19 perdaient du poids et le reprenaient suite à une diète faible en calories, dans l’expression de gènes impliqués dans les voies métaboliques du métabolisme des lipides, du cycle de Krebs, de la phosphorylation oxydative et dans l’apoptose.

Les différents types de gras et leurs effets sur l’expression génique ont été également étudiés. La consommation, durant huit semaines, d’une diète élevée en gras saturés comparativement à une diète élevée en gras monoinsaturés induirait un profil d’expression génique davantage pro-inflammatoire [91]. Une étude de 2014 chez 18 adultes en santé qui a comparé l’effet d’une diète élevée en acides gras saturés de type palmitique versus une diète faible en acide palmitique et élevée en acide oléique (acide gras monoinsaturé), a observé une diminution de l’expression du gène insulin induced gene 1 (INSIG1), un gène impliqué dans la régulation du métabolisme du cholestérol induit par l’insuline [92]. Bergouignan et collaborateurs [93] ont observé des différences dans l’expression des gènes pyruvate dehydrogenase kinase (PDK4) et CD36 molecule (thrombospondin receptor) (CD36) suite à la consommation d’une diète isocalorique élevée en gras après seulement deux jours de consommation chez 19 participants. Les auteurs concluaient que l’augmentation de l’énergie consommée provenant des lipides conduisait à une augmentation de l’oxydation des lipides dans les muscles squelettiques [93]. Une autre étude a observé qu’une diète élevée en gras diminuait l’expression dans les muscles squelettiques de gènes impliqués dans le système endocannabinoïde [94].

Quelques études se sont également penchées sur l’effet des AGPI n-3/huile de poisson sur l’expression génique [95-98]. La consommation habituelle d’AGPI n-3 a été associée à des différences dans les voies métaboliques du métabolisme des TG et la signalisation des lipides [96]. La prise d’AGPI n-3/huile de poisson affecte l’expression de gènes reliés à l’inflammation tels que CD68 molecule (CD68), matrix metallopeptidase 9 (gelatinase B, 92kDa gelatinase, 92kDa type IV collagenase) (MMP9) et chemokine (C-X-C motif) ligand 8 (CXCL8) [95,97,98]. Selon une étude issue de notre groupe de recherche, la prise de 5g d’huile de poisson durant six semaines a pour effet de modifier l’expression génique de gènes impliqués dans les voies métaboliques reliées à PPARA, à NFKB et au stress oxydatif [98]. Des différences dans l’expression génique en fonction des diètes ne sont toutefois pas

20

toujours observées.
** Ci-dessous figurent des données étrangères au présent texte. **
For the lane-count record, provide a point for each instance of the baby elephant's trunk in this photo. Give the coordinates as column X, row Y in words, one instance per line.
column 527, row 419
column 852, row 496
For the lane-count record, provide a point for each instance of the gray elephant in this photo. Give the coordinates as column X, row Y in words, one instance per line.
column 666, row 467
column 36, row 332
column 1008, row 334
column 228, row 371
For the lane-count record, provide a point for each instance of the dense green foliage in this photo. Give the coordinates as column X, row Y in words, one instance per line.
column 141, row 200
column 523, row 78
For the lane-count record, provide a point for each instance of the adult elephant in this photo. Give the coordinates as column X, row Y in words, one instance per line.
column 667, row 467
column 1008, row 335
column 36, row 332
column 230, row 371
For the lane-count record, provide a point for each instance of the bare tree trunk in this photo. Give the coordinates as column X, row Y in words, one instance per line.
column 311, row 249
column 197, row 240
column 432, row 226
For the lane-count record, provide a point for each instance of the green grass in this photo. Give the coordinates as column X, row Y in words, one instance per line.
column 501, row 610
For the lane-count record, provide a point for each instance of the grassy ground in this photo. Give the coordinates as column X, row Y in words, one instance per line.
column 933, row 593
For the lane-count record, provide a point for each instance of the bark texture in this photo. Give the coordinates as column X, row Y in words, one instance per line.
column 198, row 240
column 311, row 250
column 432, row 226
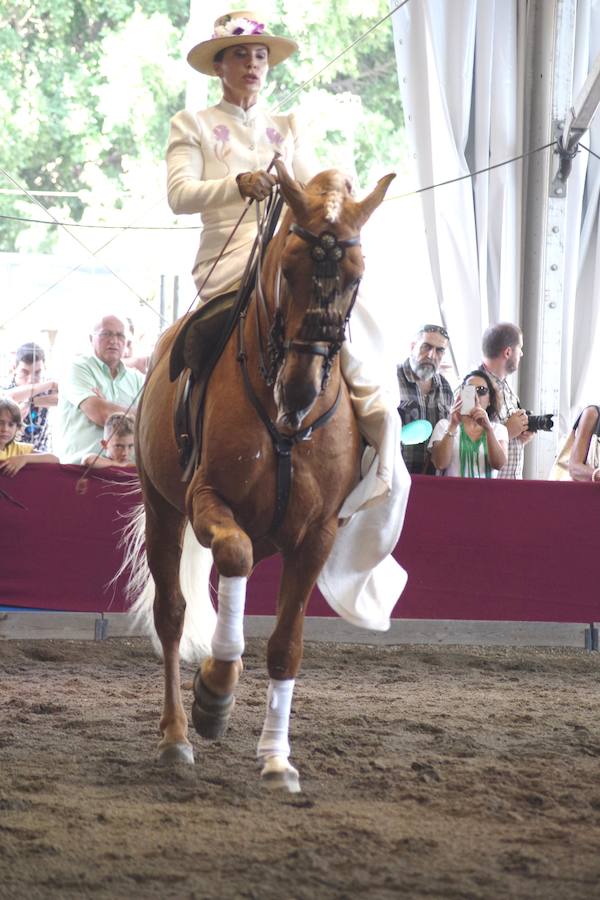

Meneses et collaborateurs [99] ont testé l’impact de quatre diètes (élevée en gras saturés, élevée en gras monoinsaturés, élevée en AGPI et faible en gras/ élevée en glucides) consommées durant 12 semaines sur la réponse inflammatoire postprandiale dans le tissu adipeux d’individus ayant le syndrome métabolique. Aucune différence entre les diètes dans l’expression des gènes candidats reliés à l’inflammation sélectionnés n’a été observée. Bjermo et collaborateurs [100] n’ont pas non plus observé de différence dans l’expression de gènes impliqués dans le métabolisme des lipides et l’inflammation suite à la consommation de deux diètes (diète riche en AGPI n-6 versus diète riche en acides gras saturés provenant du beurre) durant 10 semaines.